Allen wouldnt see the floor for the Bucks and Weems probably doesnt make the team, straight salary dump more than likely and puts them in better position to resign Sessions


----------



## narek

*Re: Bucks trade Malik Allen for Sonny Weems*



roux2dope said:


> I have seen it reported but dont have a credible source, ill post one soon if its true and i find one
> 
> Allen wouldnt see the floor for the Bucks and Weems probably doesnt make the team, straight salary dump more than likely and puts them in better position to resign Sessions


Could be.
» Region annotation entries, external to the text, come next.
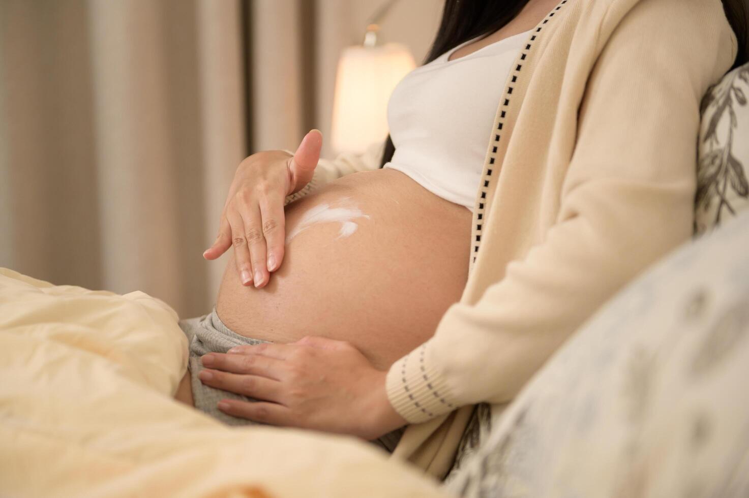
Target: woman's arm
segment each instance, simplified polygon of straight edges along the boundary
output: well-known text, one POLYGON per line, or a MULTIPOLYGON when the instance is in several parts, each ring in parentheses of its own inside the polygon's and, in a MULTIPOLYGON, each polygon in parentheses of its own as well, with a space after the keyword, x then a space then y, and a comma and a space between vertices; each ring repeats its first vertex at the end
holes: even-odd
POLYGON ((736 55, 720 5, 643 1, 616 26, 586 88, 557 224, 388 372, 409 422, 512 399, 606 300, 689 238, 700 101, 736 55))
MULTIPOLYGON (((385 139, 383 139, 380 142, 373 142, 361 154, 344 152, 333 160, 321 158, 315 168, 312 179, 299 192, 287 195, 284 205, 304 197, 310 192, 336 178, 340 178, 345 174, 357 171, 377 169, 380 166, 384 148, 385 139)), ((294 155, 294 152, 291 151, 283 149, 283 151, 291 156, 294 155)))

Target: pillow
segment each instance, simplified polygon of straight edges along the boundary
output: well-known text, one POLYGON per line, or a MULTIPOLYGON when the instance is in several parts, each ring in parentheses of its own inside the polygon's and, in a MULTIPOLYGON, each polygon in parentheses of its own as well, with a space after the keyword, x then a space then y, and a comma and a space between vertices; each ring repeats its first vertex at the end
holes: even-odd
POLYGON ((467 497, 749 496, 749 210, 604 305, 449 476, 467 497))
MULTIPOLYGON (((749 206, 749 64, 728 73, 703 99, 698 140, 694 234, 749 206)), ((504 406, 482 403, 464 432, 451 472, 474 452, 502 417, 504 406)))
POLYGON ((694 232, 749 204, 749 64, 712 87, 702 103, 694 232))

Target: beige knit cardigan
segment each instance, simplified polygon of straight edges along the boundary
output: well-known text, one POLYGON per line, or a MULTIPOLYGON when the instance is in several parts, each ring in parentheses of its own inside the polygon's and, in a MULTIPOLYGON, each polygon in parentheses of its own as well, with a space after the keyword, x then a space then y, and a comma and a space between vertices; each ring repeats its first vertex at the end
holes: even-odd
MULTIPOLYGON (((562 0, 533 30, 497 82, 463 295, 387 374, 410 424, 394 457, 443 477, 474 404, 501 410, 690 237, 700 102, 736 52, 720 0, 562 0)), ((321 160, 288 200, 376 168, 382 148, 321 160)))

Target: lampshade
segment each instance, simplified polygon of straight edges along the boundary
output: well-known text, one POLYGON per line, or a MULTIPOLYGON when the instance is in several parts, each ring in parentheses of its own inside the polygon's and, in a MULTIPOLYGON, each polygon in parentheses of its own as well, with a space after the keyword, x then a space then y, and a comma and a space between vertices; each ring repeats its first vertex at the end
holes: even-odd
POLYGON ((337 153, 363 152, 387 136, 387 103, 416 64, 401 43, 354 45, 341 53, 336 76, 330 143, 337 153))

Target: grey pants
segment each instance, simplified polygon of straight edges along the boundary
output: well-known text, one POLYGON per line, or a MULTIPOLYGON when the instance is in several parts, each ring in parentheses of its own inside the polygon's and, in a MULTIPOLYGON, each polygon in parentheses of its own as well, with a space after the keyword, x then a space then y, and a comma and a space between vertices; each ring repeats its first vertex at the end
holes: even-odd
MULTIPOLYGON (((227 415, 219 410, 216 406, 219 401, 225 398, 245 401, 256 400, 205 386, 198 378, 198 373, 203 368, 200 357, 206 353, 225 353, 234 346, 256 344, 269 341, 253 339, 234 333, 221 321, 219 315, 216 314, 215 308, 210 315, 180 321, 180 327, 187 336, 187 341, 189 342, 188 368, 190 372, 192 399, 195 401, 195 408, 229 425, 246 425, 259 423, 227 415)), ((372 443, 392 452, 401 440, 404 430, 404 428, 395 429, 392 432, 372 440, 372 443)))

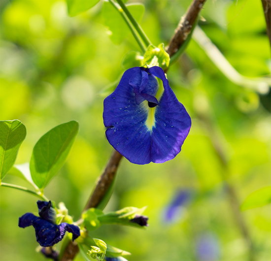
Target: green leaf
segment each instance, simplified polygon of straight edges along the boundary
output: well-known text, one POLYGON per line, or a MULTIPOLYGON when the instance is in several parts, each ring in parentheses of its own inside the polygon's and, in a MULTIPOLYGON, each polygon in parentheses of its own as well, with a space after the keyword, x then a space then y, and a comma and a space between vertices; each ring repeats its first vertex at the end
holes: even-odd
POLYGON ((97 208, 91 208, 86 210, 82 215, 82 218, 84 220, 84 225, 89 230, 98 228, 101 226, 98 217, 102 215, 102 211, 97 208))
POLYGON ((143 57, 139 52, 131 51, 124 56, 121 62, 121 66, 124 70, 127 70, 132 67, 142 66, 143 57))
POLYGON ((26 136, 25 126, 19 120, 0 121, 0 174, 2 179, 11 168, 26 136))
POLYGON ((10 169, 10 170, 8 171, 8 174, 13 175, 14 176, 17 176, 26 181, 29 182, 35 188, 37 188, 34 183, 32 177, 31 177, 29 163, 14 165, 10 169))
MULTIPOLYGON (((138 23, 142 19, 145 7, 141 3, 129 4, 127 8, 138 23)), ((108 2, 104 2, 102 11, 104 25, 115 44, 120 44, 126 37, 130 29, 119 12, 108 2)))
POLYGON ((75 16, 87 11, 99 1, 100 0, 66 0, 68 15, 70 16, 75 16))
POLYGON ((140 226, 135 222, 131 222, 130 221, 137 215, 140 215, 146 207, 143 207, 142 208, 134 207, 125 207, 117 211, 99 216, 98 219, 100 222, 100 226, 104 224, 118 224, 146 229, 145 227, 140 226))
POLYGON ((61 124, 43 135, 35 145, 30 172, 40 189, 45 188, 64 165, 78 129, 74 121, 61 124))
POLYGON ((271 203, 271 186, 251 193, 241 206, 241 210, 265 206, 271 203))
POLYGON ((158 47, 149 45, 144 55, 143 64, 147 64, 150 67, 160 66, 163 69, 169 65, 169 55, 164 49, 164 43, 161 43, 158 47))
POLYGON ((106 252, 106 244, 105 242, 102 240, 101 239, 99 239, 98 238, 93 238, 95 244, 98 246, 100 250, 102 251, 102 253, 105 254, 106 252))

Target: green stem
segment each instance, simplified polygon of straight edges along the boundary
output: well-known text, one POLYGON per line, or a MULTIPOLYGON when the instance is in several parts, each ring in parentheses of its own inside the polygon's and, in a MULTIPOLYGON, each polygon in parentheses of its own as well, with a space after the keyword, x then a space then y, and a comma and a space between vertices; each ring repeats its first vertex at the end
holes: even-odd
POLYGON ((8 183, 4 183, 3 182, 2 182, 1 183, 0 186, 1 187, 6 187, 7 188, 12 188, 13 189, 16 189, 17 190, 22 190, 23 191, 25 191, 26 192, 28 192, 28 193, 30 193, 31 194, 33 194, 36 196, 37 196, 38 197, 39 197, 40 198, 41 198, 42 199, 43 199, 43 200, 48 201, 49 201, 49 199, 44 196, 43 195, 40 195, 38 193, 33 191, 31 190, 29 190, 28 189, 27 189, 26 188, 25 188, 24 187, 21 187, 21 186, 17 186, 16 185, 14 184, 9 184, 8 183))
POLYGON ((116 0, 118 3, 120 5, 120 7, 122 8, 123 11, 125 13, 125 14, 127 16, 127 17, 129 19, 131 24, 134 26, 134 27, 136 29, 137 32, 138 34, 141 37, 144 43, 146 45, 146 47, 147 47, 150 44, 152 44, 151 41, 148 38, 148 36, 146 35, 140 26, 136 22, 136 19, 134 18, 134 16, 132 15, 131 13, 130 12, 129 10, 126 7, 126 5, 124 4, 124 3, 122 1, 122 0, 116 0))
POLYGON ((128 19, 127 16, 125 15, 125 14, 123 13, 123 9, 120 8, 119 5, 117 4, 117 3, 116 3, 114 1, 114 0, 109 0, 109 1, 113 5, 113 6, 117 9, 118 12, 119 12, 120 14, 122 16, 122 18, 123 18, 123 19, 126 23, 126 24, 128 26, 128 27, 131 30, 131 32, 132 32, 133 35, 135 37, 135 39, 136 39, 136 42, 138 44, 138 45, 140 46, 141 49, 142 50, 143 53, 144 53, 145 52, 146 52, 146 48, 144 45, 144 44, 142 42, 141 39, 139 37, 139 35, 136 33, 136 32, 135 31, 134 27, 133 27, 133 26, 130 23, 129 19, 128 19))

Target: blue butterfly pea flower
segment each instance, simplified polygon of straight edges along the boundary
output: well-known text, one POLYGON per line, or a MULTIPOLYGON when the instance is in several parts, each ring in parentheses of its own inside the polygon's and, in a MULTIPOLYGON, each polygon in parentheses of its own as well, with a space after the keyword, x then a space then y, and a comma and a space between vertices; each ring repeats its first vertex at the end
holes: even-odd
POLYGON ((181 151, 191 126, 190 117, 158 66, 126 70, 103 102, 109 143, 132 163, 162 163, 181 151), (157 96, 159 84, 164 92, 157 96), (158 96, 156 97, 156 96, 158 96))
POLYGON ((50 247, 61 241, 66 231, 72 233, 72 240, 80 236, 80 228, 77 226, 68 223, 56 224, 56 212, 52 203, 38 200, 37 202, 38 214, 27 213, 19 218, 19 227, 24 228, 33 226, 35 228, 36 241, 42 247, 50 247))

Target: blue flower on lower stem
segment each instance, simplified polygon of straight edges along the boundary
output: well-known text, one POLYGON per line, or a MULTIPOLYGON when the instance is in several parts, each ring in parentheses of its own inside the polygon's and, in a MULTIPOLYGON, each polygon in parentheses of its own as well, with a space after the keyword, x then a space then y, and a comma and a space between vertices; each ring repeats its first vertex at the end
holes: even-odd
POLYGON ((33 226, 35 228, 36 241, 42 247, 50 247, 61 241, 66 231, 72 233, 72 240, 80 236, 80 228, 68 223, 56 224, 56 212, 52 203, 38 200, 38 214, 27 213, 19 218, 19 227, 25 228, 33 226))
POLYGON ((136 164, 162 163, 173 159, 181 151, 191 126, 190 117, 158 66, 126 70, 103 106, 109 143, 136 164), (157 96, 156 77, 163 82, 161 95, 157 96))

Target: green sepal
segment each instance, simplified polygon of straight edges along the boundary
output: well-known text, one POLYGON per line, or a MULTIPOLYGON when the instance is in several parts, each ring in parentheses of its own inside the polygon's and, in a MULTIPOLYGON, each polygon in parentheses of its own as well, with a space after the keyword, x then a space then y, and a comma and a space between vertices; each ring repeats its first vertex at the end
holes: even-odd
POLYGON ((129 256, 131 255, 131 253, 128 252, 124 250, 117 248, 116 247, 107 245, 107 249, 106 250, 106 256, 109 258, 118 258, 123 256, 129 256))
POLYGON ((83 225, 88 230, 96 229, 101 227, 101 224, 99 217, 103 215, 100 209, 91 208, 85 211, 82 215, 84 220, 83 225))
POLYGON ((100 225, 103 224, 117 224, 134 227, 145 229, 145 227, 140 226, 137 223, 131 222, 131 219, 136 215, 140 215, 146 207, 137 208, 134 207, 127 207, 114 212, 110 212, 99 217, 100 225))
POLYGON ((160 43, 157 47, 150 45, 144 55, 143 64, 149 67, 159 66, 165 69, 169 67, 170 59, 169 55, 165 51, 164 43, 160 43))
MULTIPOLYGON (((95 244, 96 244, 98 246, 98 248, 99 248, 101 251, 101 253, 105 254, 107 249, 106 244, 105 244, 105 242, 101 239, 99 239, 98 238, 93 238, 93 240, 94 240, 95 244)), ((98 253, 99 253, 99 252, 98 253)))
POLYGON ((13 165, 26 136, 26 127, 18 120, 0 121, 0 182, 13 165))
POLYGON ((127 53, 121 62, 121 67, 125 70, 133 67, 142 66, 143 57, 139 52, 131 51, 127 53))
MULTIPOLYGON (((83 247, 83 246, 79 243, 78 243, 78 246, 79 247, 79 249, 80 250, 80 253, 83 256, 83 257, 85 259, 86 261, 91 261, 90 259, 89 259, 87 255, 85 252, 85 251, 84 250, 84 248, 83 247)), ((94 259, 96 259, 96 258, 94 259)))

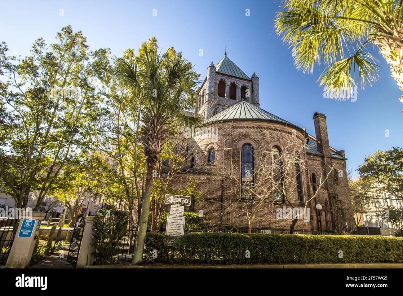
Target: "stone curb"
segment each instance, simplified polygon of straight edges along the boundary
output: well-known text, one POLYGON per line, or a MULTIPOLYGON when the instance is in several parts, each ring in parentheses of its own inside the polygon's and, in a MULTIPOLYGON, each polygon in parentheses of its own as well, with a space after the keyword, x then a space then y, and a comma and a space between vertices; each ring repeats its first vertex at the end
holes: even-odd
POLYGON ((401 263, 200 265, 87 265, 84 268, 403 268, 401 263))

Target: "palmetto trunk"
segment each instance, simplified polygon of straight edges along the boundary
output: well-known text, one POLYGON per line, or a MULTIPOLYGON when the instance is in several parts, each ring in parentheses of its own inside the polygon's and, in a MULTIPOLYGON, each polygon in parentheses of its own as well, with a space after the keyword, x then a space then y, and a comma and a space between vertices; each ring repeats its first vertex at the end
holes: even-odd
MULTIPOLYGON (((392 77, 403 91, 403 29, 394 27, 393 34, 383 32, 379 33, 375 43, 391 67, 392 77)), ((399 99, 403 102, 403 95, 399 99)))
POLYGON ((144 141, 147 172, 144 191, 143 193, 143 201, 138 223, 136 247, 132 262, 134 264, 143 261, 150 208, 150 197, 154 179, 153 171, 158 161, 158 156, 162 151, 167 135, 168 130, 165 128, 167 119, 168 118, 163 115, 152 115, 150 114, 145 115, 143 119, 144 126, 142 130, 142 137, 144 141))

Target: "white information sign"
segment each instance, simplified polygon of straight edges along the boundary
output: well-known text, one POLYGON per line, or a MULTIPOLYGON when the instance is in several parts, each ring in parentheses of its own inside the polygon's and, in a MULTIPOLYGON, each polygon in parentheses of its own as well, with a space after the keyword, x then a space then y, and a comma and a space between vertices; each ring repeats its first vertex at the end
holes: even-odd
POLYGON ((175 216, 183 216, 185 207, 179 205, 171 205, 171 215, 175 216))
POLYGON ((183 235, 185 231, 185 216, 168 215, 165 234, 178 236, 183 235))

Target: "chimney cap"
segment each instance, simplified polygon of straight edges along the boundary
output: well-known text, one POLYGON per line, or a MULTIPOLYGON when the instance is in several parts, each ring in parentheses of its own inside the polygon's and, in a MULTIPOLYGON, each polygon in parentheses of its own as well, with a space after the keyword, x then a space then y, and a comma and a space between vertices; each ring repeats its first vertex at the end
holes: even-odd
POLYGON ((326 118, 326 116, 323 114, 323 113, 320 113, 318 112, 315 112, 315 114, 314 114, 314 118, 313 119, 314 119, 315 117, 322 117, 324 118, 326 118))

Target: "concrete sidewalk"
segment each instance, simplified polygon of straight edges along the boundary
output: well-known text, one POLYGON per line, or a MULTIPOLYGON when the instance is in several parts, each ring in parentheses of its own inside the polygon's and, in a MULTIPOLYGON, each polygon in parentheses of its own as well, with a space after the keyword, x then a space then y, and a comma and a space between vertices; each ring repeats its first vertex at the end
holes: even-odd
POLYGON ((401 263, 357 263, 340 264, 256 264, 210 265, 87 265, 84 268, 403 268, 401 263))

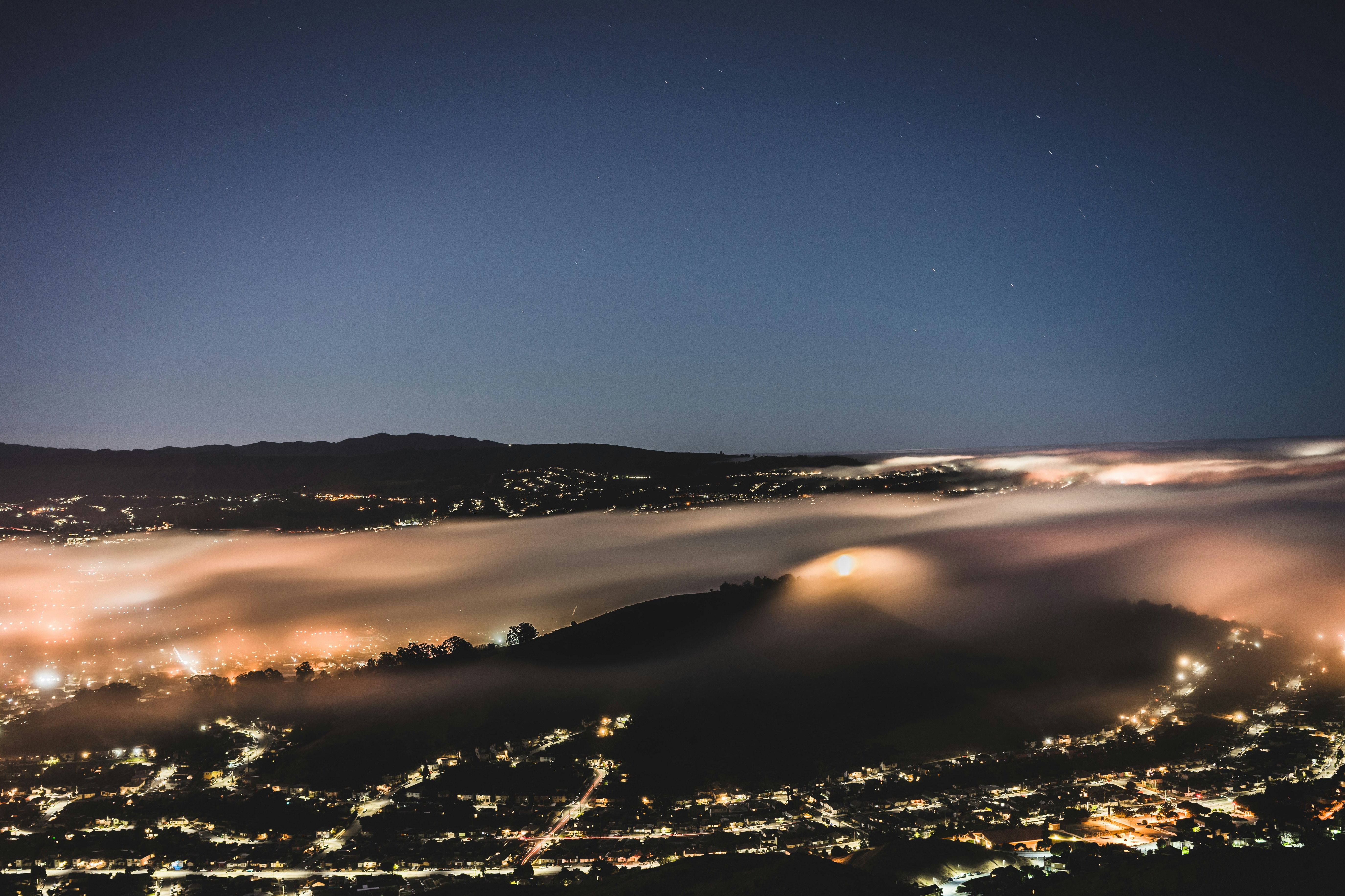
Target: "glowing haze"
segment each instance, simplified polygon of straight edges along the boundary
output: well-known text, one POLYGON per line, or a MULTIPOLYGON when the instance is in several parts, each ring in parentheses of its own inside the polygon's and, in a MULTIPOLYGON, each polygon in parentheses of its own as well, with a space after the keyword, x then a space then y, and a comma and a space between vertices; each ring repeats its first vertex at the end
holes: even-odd
POLYGON ((7 677, 230 673, 496 639, 638 600, 794 572, 946 635, 1063 600, 1180 603, 1345 634, 1345 439, 901 457, 1026 473, 1007 493, 826 497, 340 536, 137 535, 0 544, 7 677), (1235 446, 1236 447, 1236 446, 1235 446), (1146 485, 1134 485, 1146 484, 1146 485), (1217 484, 1217 485, 1212 485, 1217 484))

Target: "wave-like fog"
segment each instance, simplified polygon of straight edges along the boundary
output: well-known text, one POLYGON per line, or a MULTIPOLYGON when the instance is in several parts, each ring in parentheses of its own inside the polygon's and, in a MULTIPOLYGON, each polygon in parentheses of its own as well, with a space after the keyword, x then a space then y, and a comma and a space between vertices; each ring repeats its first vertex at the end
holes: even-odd
MULTIPOLYGON (((545 630, 781 572, 804 578, 804 598, 859 594, 952 635, 1108 596, 1340 643, 1342 449, 1345 441, 1282 439, 963 457, 1040 482, 968 498, 835 497, 342 536, 8 543, 0 662, 5 677, 230 672, 408 638, 479 642, 523 619, 545 630), (849 559, 835 563, 842 553, 849 559)), ((896 458, 885 469, 931 462, 896 458)))

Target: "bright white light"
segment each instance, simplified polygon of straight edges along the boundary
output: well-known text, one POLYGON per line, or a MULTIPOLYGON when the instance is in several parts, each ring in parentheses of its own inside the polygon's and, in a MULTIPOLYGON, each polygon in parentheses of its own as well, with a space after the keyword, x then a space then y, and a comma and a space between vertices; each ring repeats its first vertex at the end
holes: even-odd
POLYGON ((42 672, 32 673, 32 684, 39 688, 55 688, 61 684, 61 676, 50 669, 43 669, 42 672))

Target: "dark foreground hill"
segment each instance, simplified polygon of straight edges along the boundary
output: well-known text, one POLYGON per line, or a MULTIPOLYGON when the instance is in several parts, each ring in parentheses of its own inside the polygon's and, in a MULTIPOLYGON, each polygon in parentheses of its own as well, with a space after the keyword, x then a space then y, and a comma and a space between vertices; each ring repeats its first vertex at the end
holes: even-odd
MULTIPOLYGON (((344 443, 338 443, 340 445, 344 443)), ((480 489, 494 477, 511 470, 565 467, 647 476, 724 461, 722 455, 716 454, 675 454, 620 445, 487 442, 469 447, 397 449, 375 454, 289 451, 257 454, 246 450, 253 447, 222 446, 218 451, 202 449, 87 451, 3 446, 0 498, 27 500, 65 494, 254 494, 299 490, 399 496, 451 494, 480 489)))
POLYGON ((761 787, 1096 731, 1147 696, 1173 656, 1210 650, 1231 625, 1098 600, 1025 613, 993 639, 950 641, 868 603, 803 603, 761 579, 516 647, 406 650, 354 676, 239 681, 129 705, 77 700, 9 725, 5 740, 23 752, 147 743, 172 755, 195 750, 200 724, 261 717, 301 733, 258 774, 340 787, 629 713, 619 736, 589 731, 566 755, 616 759, 654 793, 761 787))

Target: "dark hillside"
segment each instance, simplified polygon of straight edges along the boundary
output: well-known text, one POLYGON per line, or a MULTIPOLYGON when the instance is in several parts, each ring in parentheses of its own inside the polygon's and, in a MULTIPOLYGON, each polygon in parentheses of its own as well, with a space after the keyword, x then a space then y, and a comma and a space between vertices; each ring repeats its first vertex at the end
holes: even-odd
POLYGON ((356 457, 238 453, 0 451, 0 498, 61 494, 254 494, 260 492, 448 493, 477 489, 510 470, 566 467, 651 474, 722 461, 620 445, 512 445, 356 457))

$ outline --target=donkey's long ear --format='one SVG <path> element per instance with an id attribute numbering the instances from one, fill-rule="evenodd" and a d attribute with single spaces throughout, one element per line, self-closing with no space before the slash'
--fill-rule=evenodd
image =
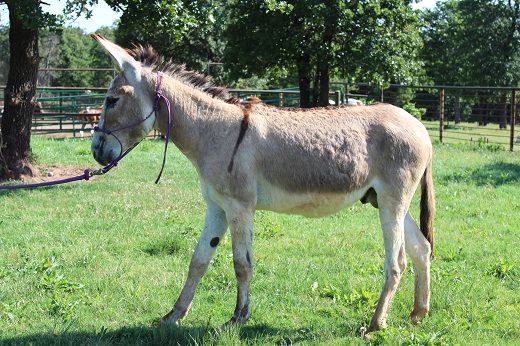
<path id="1" fill-rule="evenodd" d="M 141 79 L 141 63 L 132 58 L 123 48 L 107 40 L 103 35 L 90 34 L 90 36 L 110 54 L 119 68 L 125 71 L 125 76 L 130 82 L 138 82 Z"/>

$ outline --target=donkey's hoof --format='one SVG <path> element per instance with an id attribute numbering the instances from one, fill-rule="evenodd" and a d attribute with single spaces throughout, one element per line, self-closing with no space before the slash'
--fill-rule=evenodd
<path id="1" fill-rule="evenodd" d="M 249 320 L 249 316 L 247 317 L 231 317 L 231 319 L 229 321 L 227 321 L 226 323 L 224 323 L 222 325 L 222 329 L 228 329 L 228 328 L 233 328 L 233 327 L 240 327 L 240 326 L 243 326 L 244 324 L 247 323 L 247 321 Z"/>
<path id="2" fill-rule="evenodd" d="M 161 324 L 168 324 L 168 325 L 179 325 L 179 318 L 175 318 L 175 311 L 172 310 L 168 312 L 166 315 L 161 317 Z"/>
<path id="3" fill-rule="evenodd" d="M 428 309 L 416 310 L 414 309 L 410 314 L 410 320 L 412 324 L 418 324 L 428 313 Z"/>

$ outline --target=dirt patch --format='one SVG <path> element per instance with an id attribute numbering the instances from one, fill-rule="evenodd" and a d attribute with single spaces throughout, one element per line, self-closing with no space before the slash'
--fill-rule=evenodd
<path id="1" fill-rule="evenodd" d="M 61 180 L 82 175 L 85 172 L 84 167 L 67 166 L 67 165 L 44 165 L 33 166 L 34 177 L 27 175 L 22 176 L 24 183 L 43 183 L 47 181 Z M 0 183 L 5 183 L 5 180 L 0 179 Z"/>

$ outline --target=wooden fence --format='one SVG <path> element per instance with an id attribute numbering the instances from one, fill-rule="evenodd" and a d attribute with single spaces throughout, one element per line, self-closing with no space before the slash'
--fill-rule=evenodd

The JS has a story that Sessions agent expects an offer sheet from some team soon.

http://www.jsonline.com/blogs/sports/51234097.html


----------



## roux

*Re: Bucks trade Malik Allen for Sonny Weems*

http://www.denverpost.com/nuggets/ci_12884005?source=rss


----------



## c_dog

*Re: Bucks trade Malik Allen for Sonny Weems*

this is actually a good trade. weems should stay on the team considering the lack of talent here. he played well in summer league and deserves a chance. he can possibly start for this team as there is a hole at sf right now, and he did average more points than joe alexander in summer league so he's obviously got something.


----------



## roux

*Re: Bucks trade Malik Allen for Sonny Weems*

They also got Walter Sharpe, i think there is a chance weems gets cut for financial flexibility, but you are right JA hasnt done anything that screams that he is better than Weems


----------



## HB

*Re: Bucks trade Malik Allen for Sonny Weems*

Bucks just picked up Hakim Warrick


----------



## narek

*Re: Bucks trade Malik Allen for Sonny Weems*



HB said:


> Bucks just picked up Hakim Warrick


http://www.jsonline.com/blogs/sports/52196297.html

So now the Bucks have a lot of options at forward.


----------



## roux

*Re: Bucks trade Malik Allen for Sonny Weems*

I kinda like it, we may suck this year but we will be one of the more athletic teams in the league


----------



## Tom

The gang that couldn't shoot straight. They better play some serious d.


----------



## Damian Necronamous

PG: Luke Ridnour...Brandon Jennings
SG: Michael Redd...Jodie Meeks...Charlie Bell
SF: Luc Mbah a Moute...Walter Sharpe...Sonny Weems
PF: Joe Alexander...Hakim Warrick...Kurt Thomas
C: Andrew Bogut...Amir Johnson...Dan Gadzuric...Francisco Elson

I guess it could be worse...????


----------



## Wade County

Wow at that SF rotation *cringe*

And I thought the Heat's one was bad.


----------



## roux

MB30 said:


> Wow at that SF rotation *cringe*
> 
> And I thought the Heat's one was bad.


It isnt accurate, the Bucks brought back ilyasova, and he, Moute, Alexander and Warrick are all 3-4 hybrids, still not good but not as bad as he made it look


----------



## HKF

Damian Necronamous said:


> PG: Luke Ridnour...Brandon Jennings
> SG: Michael Redd...Jodie Meeks...Charlie Bell
> SF: Luc Mbah a Moute...Walter Sharpe...Sonny Weems
> PF: Joe Alexander...Hakim Warrick...Kurt Thomas
> C: Andrew Bogut...Amir Johnson...Dan Gadzuric...Francisco Elson
> 
> I guess it could be worse...????


Your rotation is wrong...

PG: Luke Ridnour, Brandon Jennings, Charlie Bell
SG: Michael Redd, Jodie Meeks, Sonny Weems
SF: Luc Mbah a Moute, Joe Alexander, Walter Sharpe
PF: Kurt Thomas, Hakim Warrick, Amir Johnson
C: Andrew Bogut, Francisco Elson, Dan Gadzuric

Sharpe and Weems look like they will be waived.


----------



## roux

HKF said:


> Your rotation is wrong...
> 
> PG: Luke Ridnour, Brandon Jennings, Charlie Bell
> SG: Michael Redd, Jodie Meeks, Sonny Weems
> SF: Luc Mbah a Moute, Joe Alexander, Walter Sharpe
> PF: Kurt Thomas, Hakim Warrick, Amir Johnson
> C: Andrew Bogut, Francisco Elson, Dan Gadzuric
> 
> Sharpe and Weems look like they will be waived.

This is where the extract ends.